(Photo by Ernesto BENAVIDES / AFP)
(Photo by Ernesto BENAVIDES / AFP)

Uno puede saltar de un acantilado y está seguro de que la ley de gravedad no se va a aplicar en su caso o que una mano providencial y divina va a detener su caída. Estaremos de acuerdo en que su salud mental está desahuciada. Si vemos que se lanza en parapente, la cosa cambia y ya no es un asunto de insania. Nos preguntaremos si tiene experiencia suficiente, si el aparato está en buenas condiciones, podremos admirar, envidiar o sorprendernos de su arrojo, quizá decirnos que eso no es para nosotros.

La verdad es que los humanos somos malos con las probabilidades y, por consiguiente, evaluando riesgos: generalmente los subestimamos o sobreestimamos. En tiempos de pandemia, es un asunto crucial. Entre hacer como si nada pasara y dejar de hacer para que nada pase hay una serie de matices. Tanto en el nivel de las autoridades como de los individuos. Ver el asunto como un dilema entre libertad y prohibición desgasta recursos y lleva a una polarización ideológica.

Me recuerda los debates sobre las drogas: legalización en nombre del derecho de la gente a decidir su destino o erradicación de su consumo no llevó a ningún lugar. Asumir que un porcentaje de personas las va a usar pero dedicar esfuerzos a que eso ocurra lo más tarde posible y reducir los daños que eventualmente ocasionan es una aproximación mucho más sensata.
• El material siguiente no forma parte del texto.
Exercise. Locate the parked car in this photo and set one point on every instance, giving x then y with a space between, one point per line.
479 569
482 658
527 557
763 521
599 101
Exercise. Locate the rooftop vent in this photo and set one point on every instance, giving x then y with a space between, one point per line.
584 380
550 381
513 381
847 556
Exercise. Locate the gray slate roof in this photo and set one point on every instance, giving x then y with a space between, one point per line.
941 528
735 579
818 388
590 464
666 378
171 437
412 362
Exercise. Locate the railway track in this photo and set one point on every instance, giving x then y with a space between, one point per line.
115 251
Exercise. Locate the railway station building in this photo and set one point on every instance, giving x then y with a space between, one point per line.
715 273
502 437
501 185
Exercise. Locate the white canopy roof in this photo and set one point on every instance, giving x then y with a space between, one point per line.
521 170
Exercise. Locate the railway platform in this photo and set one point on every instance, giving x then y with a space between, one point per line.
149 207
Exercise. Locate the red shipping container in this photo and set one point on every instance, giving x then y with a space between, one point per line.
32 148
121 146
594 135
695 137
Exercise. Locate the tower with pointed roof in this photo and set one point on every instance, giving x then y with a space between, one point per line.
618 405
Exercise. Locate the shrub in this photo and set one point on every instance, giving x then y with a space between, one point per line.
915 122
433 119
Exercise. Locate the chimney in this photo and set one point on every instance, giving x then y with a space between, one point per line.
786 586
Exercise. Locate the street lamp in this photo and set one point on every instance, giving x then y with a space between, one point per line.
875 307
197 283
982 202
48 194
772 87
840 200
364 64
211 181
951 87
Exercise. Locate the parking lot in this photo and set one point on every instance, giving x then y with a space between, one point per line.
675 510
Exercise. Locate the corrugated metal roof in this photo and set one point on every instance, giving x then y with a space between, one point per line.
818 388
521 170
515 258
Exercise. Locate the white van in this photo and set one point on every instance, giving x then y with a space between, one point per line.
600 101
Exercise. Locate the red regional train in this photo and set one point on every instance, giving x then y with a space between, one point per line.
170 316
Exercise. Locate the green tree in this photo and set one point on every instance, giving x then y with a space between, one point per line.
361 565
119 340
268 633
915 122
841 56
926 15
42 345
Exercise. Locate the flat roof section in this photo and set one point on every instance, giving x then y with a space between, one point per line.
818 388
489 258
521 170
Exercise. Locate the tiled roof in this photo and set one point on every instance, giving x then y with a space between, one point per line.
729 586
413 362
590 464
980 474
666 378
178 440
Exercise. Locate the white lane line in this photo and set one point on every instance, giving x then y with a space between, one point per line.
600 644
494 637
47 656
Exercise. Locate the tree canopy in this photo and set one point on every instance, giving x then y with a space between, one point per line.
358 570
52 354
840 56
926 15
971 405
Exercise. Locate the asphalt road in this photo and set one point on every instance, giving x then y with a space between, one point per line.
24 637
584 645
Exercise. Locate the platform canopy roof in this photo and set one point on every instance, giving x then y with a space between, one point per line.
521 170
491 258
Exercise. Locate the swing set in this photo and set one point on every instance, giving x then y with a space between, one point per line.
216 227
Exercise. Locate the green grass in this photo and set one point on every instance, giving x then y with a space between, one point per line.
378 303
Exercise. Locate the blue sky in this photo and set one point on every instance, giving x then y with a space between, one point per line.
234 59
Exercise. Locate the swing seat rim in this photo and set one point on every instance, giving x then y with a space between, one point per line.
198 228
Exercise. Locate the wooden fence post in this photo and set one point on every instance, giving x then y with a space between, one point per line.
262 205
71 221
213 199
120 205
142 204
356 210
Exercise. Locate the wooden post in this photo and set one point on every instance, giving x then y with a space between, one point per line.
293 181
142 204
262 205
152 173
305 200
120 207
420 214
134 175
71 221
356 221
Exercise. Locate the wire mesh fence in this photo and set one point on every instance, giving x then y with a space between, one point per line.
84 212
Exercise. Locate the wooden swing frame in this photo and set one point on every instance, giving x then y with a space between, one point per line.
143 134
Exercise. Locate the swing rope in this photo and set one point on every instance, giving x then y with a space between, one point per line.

Lo mismo ocurre con el virus: diseñar políticas sensibles a las condiciones del lugar –toda epidemia es local–, dar a las personas información sobre cómo minimizar el contagio, ejercer autoridad inapelable sobre ciertos comportamientos, y en ocasiones imponer limitaciones colectivas, es la única manera de mantenerlo a raya, sin paralizar la sociedad ni ahogar su salud.